These strains did not hybridize to any of the type strains used (see Materials and Methods).

By the genetic method (DNA-DNA hybridization), two strains were identified as S. gallinarum, and one strain was identified as S. delphini. Seven strains were identified as Stomatococcus mucilaginosus. Seventeen strains could not be identified because they did not hybridize to any of the type strains we used.

Comparison of identification results by the genetic method and conventional biochemical tests.

The results of conventional biochemical tests are also presented in Table 1. Of S. epidermidis strains identified genetically (DNA-DNA hybridization), 89% were correctly identified by the conventional tests. Similarly, more than 80% of S. aureus, S. haemolyticus, S. simulans, S. saprophyticus, and S. lugdunensis strains were correctly identified by the conventional tests. In contrast, no strain of S. caprae (0%) and two strains of S. warneri (7%) were correctly identified by the conventional tests (Table 1). In total, 912 of 1,230 strains (74.1%) were identified correctly by the conventional tests.

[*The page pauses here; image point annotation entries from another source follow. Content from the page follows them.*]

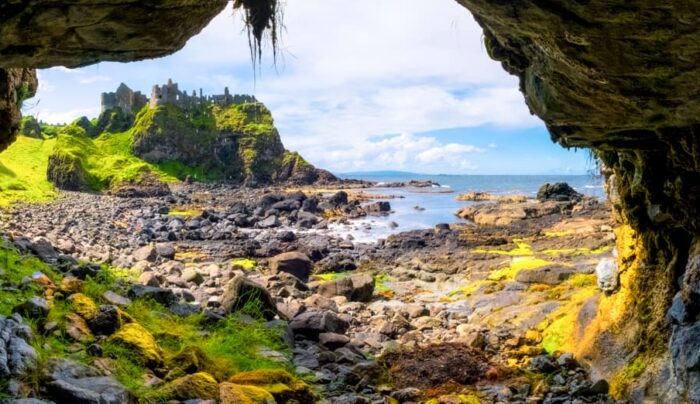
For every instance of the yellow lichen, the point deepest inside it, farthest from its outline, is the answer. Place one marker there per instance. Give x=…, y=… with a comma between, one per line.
x=246, y=264
x=83, y=305
x=522, y=248
x=230, y=393
x=518, y=264
x=281, y=384
x=134, y=336
x=199, y=385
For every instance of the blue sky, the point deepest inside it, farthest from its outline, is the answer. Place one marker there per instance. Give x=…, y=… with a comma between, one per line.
x=361, y=85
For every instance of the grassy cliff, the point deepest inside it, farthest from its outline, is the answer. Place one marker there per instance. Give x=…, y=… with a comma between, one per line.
x=237, y=143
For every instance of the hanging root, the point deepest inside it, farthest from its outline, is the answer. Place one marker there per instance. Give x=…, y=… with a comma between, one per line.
x=260, y=16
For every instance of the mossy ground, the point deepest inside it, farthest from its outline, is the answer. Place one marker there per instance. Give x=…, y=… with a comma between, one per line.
x=231, y=345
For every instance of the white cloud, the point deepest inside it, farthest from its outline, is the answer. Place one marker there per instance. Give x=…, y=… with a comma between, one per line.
x=349, y=72
x=93, y=79
x=402, y=152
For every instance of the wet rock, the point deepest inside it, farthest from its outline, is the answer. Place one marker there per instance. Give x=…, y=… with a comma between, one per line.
x=106, y=321
x=36, y=307
x=113, y=298
x=165, y=250
x=146, y=253
x=43, y=248
x=71, y=382
x=549, y=275
x=606, y=272
x=241, y=291
x=137, y=338
x=559, y=191
x=543, y=364
x=16, y=355
x=332, y=340
x=294, y=263
x=311, y=324
x=163, y=296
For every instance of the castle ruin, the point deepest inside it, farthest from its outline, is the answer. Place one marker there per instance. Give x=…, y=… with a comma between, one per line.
x=169, y=93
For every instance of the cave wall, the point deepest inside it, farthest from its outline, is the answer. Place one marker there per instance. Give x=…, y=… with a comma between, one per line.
x=623, y=78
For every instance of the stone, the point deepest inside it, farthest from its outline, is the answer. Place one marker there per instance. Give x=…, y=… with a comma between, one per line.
x=71, y=382
x=548, y=275
x=43, y=249
x=149, y=279
x=312, y=323
x=199, y=385
x=332, y=340
x=165, y=250
x=83, y=305
x=134, y=336
x=70, y=285
x=559, y=191
x=283, y=386
x=166, y=297
x=115, y=299
x=145, y=253
x=294, y=263
x=543, y=364
x=230, y=393
x=106, y=321
x=192, y=275
x=241, y=292
x=77, y=329
x=606, y=272
x=36, y=307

Of the 286 S. aureus strains, 20 strains (7.0%) had coagulase-negative reactions, and these atypical strains were mainly misidentified as S. haemolyticus or S. epidermidis by the conventional biochemical tests. The DNase test and beta-glucosidase test are helpful biochemical traits to correctly identify coagulase-negative S. aureus (data not shown). Similarly, 38 strains (9.9%) of S. epidermidis had atypical reactions; namely, 23, 5, and 10 strains had positive reactions for trehalose acidification, mannitol acidification, and both acidification tests, respectively. These atypical strains could not be identified as S. epidermidis by the conventional tests.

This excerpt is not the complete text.